一番いいのは、自分で探して、驚くようなこと、予想もしなかったような本を発見するということでしょう。リストを提供することは、その予想外の驚きや探し当てる喜びというものを、多少なりとも奪うことにもなる。自分で発見する喜びというのは、指示に従った場合よりも、はるかにエキサイティングで価値の高いものです。
真面目か!
でも仰っていることは分かる気がします。いい意味でバカ真面目。
第3章はオリバー・サックス。本書では、今は亡きフランシス・クリックが、サックスを見つけると隣に座らせて「ストーリーをきかせてくれ」とおねだりしていたというエピソードも紹介されていました。サックスの推薦図書は以下のとおり。こちらもそれっぽい感じですが、『チューリングの大聖堂』とかはやや意外な感じも。そもそもそれっぽいってなんだ。
- ダーウィン『ビーグル号航海記』
- ウェルズ『短篇集』
- ウィークス/レスター『元素発見の歴史』
- ガモフ『不思議の国のトムキンス』
- ディケンズ『二都物語』
- キャロル『不思議の国のアリス』
- グールドの著作『パンダの親指』など
- シェークスピアの著作
- ダイソン『チューリングの大聖堂』
- ドイル『シャーロック・ホームズ』シリーズ
第4章はマービン・ミンスキー。小説はどれも一緒だから読まないらしい! 読むのはもっぱらSF。でも子供の頃はSFや科学物をたくさん読んでいたそうで、よく読んでいたのが以下の人達の著作だそうです。
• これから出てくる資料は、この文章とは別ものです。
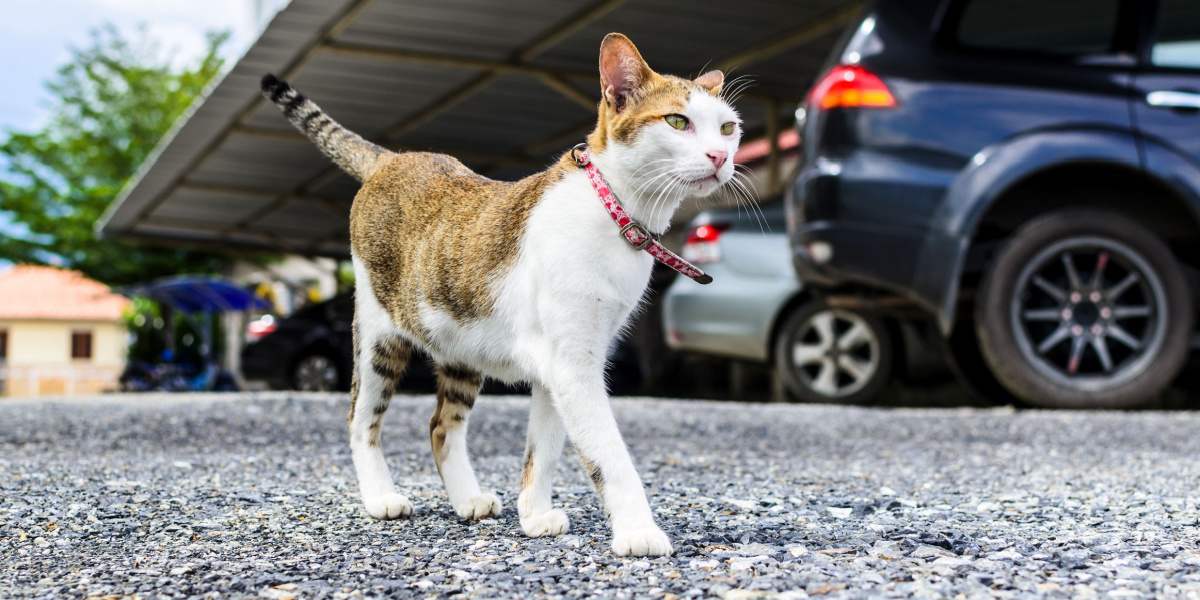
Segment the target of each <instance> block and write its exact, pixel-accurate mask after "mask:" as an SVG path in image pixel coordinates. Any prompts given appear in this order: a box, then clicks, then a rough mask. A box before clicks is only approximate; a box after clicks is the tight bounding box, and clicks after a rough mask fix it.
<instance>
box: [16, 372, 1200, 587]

第5章はトム・レイトン。この方のことは存じ上げなかったのですが、すごく面白い人でした。推薦図書を問われた際の回答も面白かった
推薦図書ですか!? 数学の本です!(笑)私が読む本ですか? ジャンク小説です!!
不真面目か!
これにはインタビュアーの方も参ったのか、「誰か好きなSF作家はいますか?」と質問を変えていたのがさらに笑えました。その問いに対しては、アイザック・アシモフとクリストファー・バックリーの二名を挙げていました。クリストファー・バックリーさんという方はわたしは存じ上げませんでしたが、何作か映画化もされている有名な風刺小説作家だそうです。
第6章はジェームズ・ワトソン。居酒屋とかで一緒に飲むと色んな種類の笑いを取ってそうな感じの人。どんな感じや。このインタビューでも、いまだにロザリンド・フランクリンを一刀両断していて逆に清々しかったです。フランシス・クリックについて語る場面もあって「私はフランシスの謙虚でないところが気に入っていたんです。」という名言も残しています。謙虚でない人から見ても謙虚でないと見えたということでしょうか。キング・オブ・キングス的な。分かりません。推薦図書も『二重らせん』と『種の起源』の二冊ということで、完全にその場のノリで答えている感じが逆に清々しかったです。